Alongside this I do feel like life is passing me by, I used to love going to gigs, the theatre, the cinema and to nice restaurants. I loved having adventurous days out exploring woodlands, beaches country houses looking for wildlife and fossils. To a certain extent we still do a little of this, but at a snails pace with the constant backdrop of moaning, loo visits and worries over food. Its not the same.
|The Flying Seagulls|
However, this weekend marked a slight change in approach as I was lucky enough to win some tickets to The Wilderness Festival on the brilliant Mummytips blog (which I have been reading pretty much since its inception). The husband is becoming a seasoned festival goer since going to Camp Bestival last year and persuaded me to throw caution and instinct to the wind and bring along the whole family. Now, I have to admit this did leave me in a little bit of a cold sweat, little Ned is bottle fed and to be honest from my twenty odd years of festival going experience I couldn’t see any possible way to sort out his bottles. A tiny bit of research resolved this with the discovery that you can buy pre-sterlised disposable teats to put on bottles. Armed with a new larger tent, my trusty duvet and air bed and Pot Noodles we ventured into the Oxfordshire countryside.

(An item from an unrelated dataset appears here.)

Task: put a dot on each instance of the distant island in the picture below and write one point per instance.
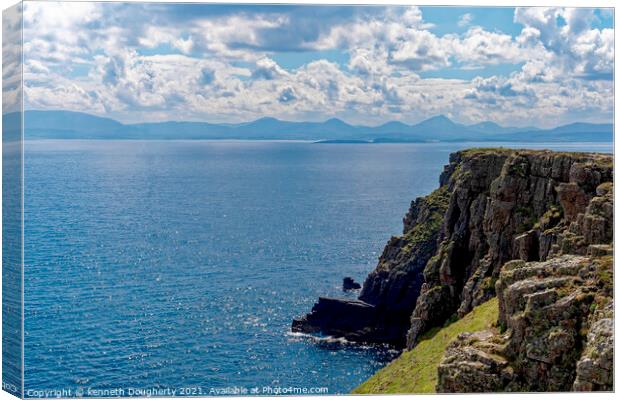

The Wilderness Festival is staged within the most beautiful setting imaginable and I think it was this that helped to make it such a wonderful experience. I have to admit, for me it was ruined by kids. Who wants to be forced to go to bed at 10pm when there are some brilliant live bands playing and have to clean festival toilets for emergency poo’s when five minutes earlier our own private ‘bog in a bag’ back in the tent was not needed.
Still, I went and experienced and that was better than not experiencing anything. I think the kids really got a lot out of the experience; they saw all manner of different people, music and theatrical performances. They tried out stilt walking and wild swimming and memorably for me ran about the place pretending to be butterflies whilst Stornaway played a magnificent secret gig in advance of their main stage performance. They loved The Flying Seagulls, the bubble shop with the most amazing bubbles to pop and special kids entertainment group, making swords in the Barefoot Books tent and the culinary delights of Pot Noodles. Even little Ned enjoyed hanging about in the baby sling looking at all the different brightly coloured things going on and waving his hands to the music. Me and Fifi had a good old dance to some Ska Soul music at the roller disco and i will forever remember her little arms around my neck whilst I was trying to sleep through the festival white noise. Just magical.
Would I go again? I have mixed feelings on this, I want my children to experience all that life has to offer and they really did enjoy this. However, I know that if I had gone with the husband my experience would have been much better, maybe that’s selfish. Can you have the best of both worlds? I don’t know, unless you have a nanny- hmmm!